People who love you will feel uncomfortable asking you how you are. They still care; they just don’t know how to ask you about it or how to show their love for you best in this time. Processing through death will be hard, and you might experience emotions you weren't expecting. Peace is normal. Confusion is normal. Denial is normal. Anger is normal. It's okay to feel angry at God for taking them away from you. It's okay to be angry at them for leaving you. In my time of deep despair and confusion when I was feeling the need to be put together, I opened up about the uneasy feeling of being angry at God and at Kayla. My pastor looked at me and said "I'd be more worried if you weren't angry" and it brought me to a deeper sense of understanding and it led me to giving grace to myself. It's okay to experience hard emotions!
God might expose fears or chains that you never even knew you had. He did this for me in my time of mourning; He broke open every piece of vulnerability and strength I had which ultimately led to unbelievable growth.

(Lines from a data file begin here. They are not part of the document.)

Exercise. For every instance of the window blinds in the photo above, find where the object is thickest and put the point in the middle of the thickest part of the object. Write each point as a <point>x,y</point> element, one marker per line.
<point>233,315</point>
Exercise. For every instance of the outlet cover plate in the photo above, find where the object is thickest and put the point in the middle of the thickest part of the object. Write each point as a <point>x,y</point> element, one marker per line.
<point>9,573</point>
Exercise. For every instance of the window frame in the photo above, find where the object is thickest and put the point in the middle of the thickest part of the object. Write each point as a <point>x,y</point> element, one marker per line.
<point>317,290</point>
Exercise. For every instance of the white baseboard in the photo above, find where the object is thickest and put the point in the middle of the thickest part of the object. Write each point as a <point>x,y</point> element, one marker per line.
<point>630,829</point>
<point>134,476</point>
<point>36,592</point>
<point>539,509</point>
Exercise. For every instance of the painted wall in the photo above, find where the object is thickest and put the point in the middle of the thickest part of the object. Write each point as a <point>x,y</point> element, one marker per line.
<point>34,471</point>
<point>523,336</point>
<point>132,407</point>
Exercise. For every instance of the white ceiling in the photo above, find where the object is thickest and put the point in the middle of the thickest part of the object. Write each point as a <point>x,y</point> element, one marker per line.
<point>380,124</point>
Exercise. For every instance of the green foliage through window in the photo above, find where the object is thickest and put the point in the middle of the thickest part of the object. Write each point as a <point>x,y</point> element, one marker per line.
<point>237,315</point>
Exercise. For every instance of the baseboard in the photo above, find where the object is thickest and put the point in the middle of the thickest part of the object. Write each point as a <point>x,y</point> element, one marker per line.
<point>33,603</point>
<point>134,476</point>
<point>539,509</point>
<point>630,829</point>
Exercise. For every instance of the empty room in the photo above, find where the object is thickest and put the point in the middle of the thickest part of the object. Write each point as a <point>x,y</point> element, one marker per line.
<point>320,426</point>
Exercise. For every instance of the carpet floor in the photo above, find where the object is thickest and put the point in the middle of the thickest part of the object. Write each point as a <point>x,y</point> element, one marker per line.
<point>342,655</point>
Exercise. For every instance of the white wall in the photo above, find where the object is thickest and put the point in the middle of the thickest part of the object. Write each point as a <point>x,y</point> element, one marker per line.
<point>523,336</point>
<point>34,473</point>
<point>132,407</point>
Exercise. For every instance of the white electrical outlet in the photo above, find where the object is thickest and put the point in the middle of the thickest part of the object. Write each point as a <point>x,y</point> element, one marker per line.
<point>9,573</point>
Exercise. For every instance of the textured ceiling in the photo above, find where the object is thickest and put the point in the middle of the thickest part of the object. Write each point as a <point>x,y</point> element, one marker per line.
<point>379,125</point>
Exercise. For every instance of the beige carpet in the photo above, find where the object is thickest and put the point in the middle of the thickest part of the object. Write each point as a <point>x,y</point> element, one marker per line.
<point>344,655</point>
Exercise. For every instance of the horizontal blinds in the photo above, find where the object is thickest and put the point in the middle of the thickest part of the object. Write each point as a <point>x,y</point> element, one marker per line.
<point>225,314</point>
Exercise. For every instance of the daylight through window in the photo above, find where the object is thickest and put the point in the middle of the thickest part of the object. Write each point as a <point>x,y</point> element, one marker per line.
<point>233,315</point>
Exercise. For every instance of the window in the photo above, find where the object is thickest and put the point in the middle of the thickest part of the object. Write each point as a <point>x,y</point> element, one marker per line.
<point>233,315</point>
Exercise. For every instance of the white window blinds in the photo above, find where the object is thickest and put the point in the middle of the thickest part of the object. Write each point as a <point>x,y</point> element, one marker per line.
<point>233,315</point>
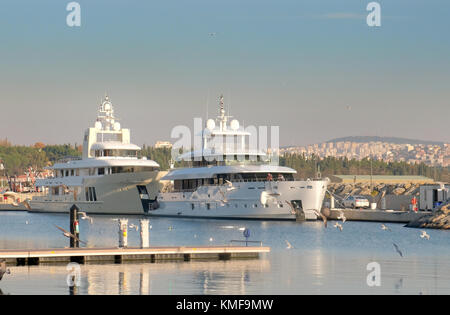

Losing someone for the first time, especially young, will open up a new found actualization of what death is. It will no longer feel like a far off concept. It will feel serious and realer than ever before. Don't dwell on your last interaction with them or the last words that were spoken before their death. That conversation doesn't define the entirety of your relationship.
Talk to people about the memories you shared with them. Invite the people surrounding you to understand a glimpse of who they were. Lucky for me, Kayla made silly videos and vlogs that anyone and everyone can watch for the full effect of who she was. Have a select few people who can act as a support system for you. Make sure you can call them or talk to them whenever you feel the need to talk about their life or when you are experiencing extra hard emotions. Let them walk alongside you and help you navigate through these rough times.
If you like to write, keep a journal solely dedicated to memories of them and little things you remember about their personality or silly little things they loved. Fill it with letters to them and create a redemption list of people who were brought to Christ through their life and their story. Someone I look up to helped me create one for Kayla and I can't even explain how much it means to me.
Lastly, remember to celebrate their life and be grateful for the time you got to spend with them on this earth, whether it was weeks or months or years. They wouldn't want you to be sad because they are experiencing so much more beauty than we can see from down here.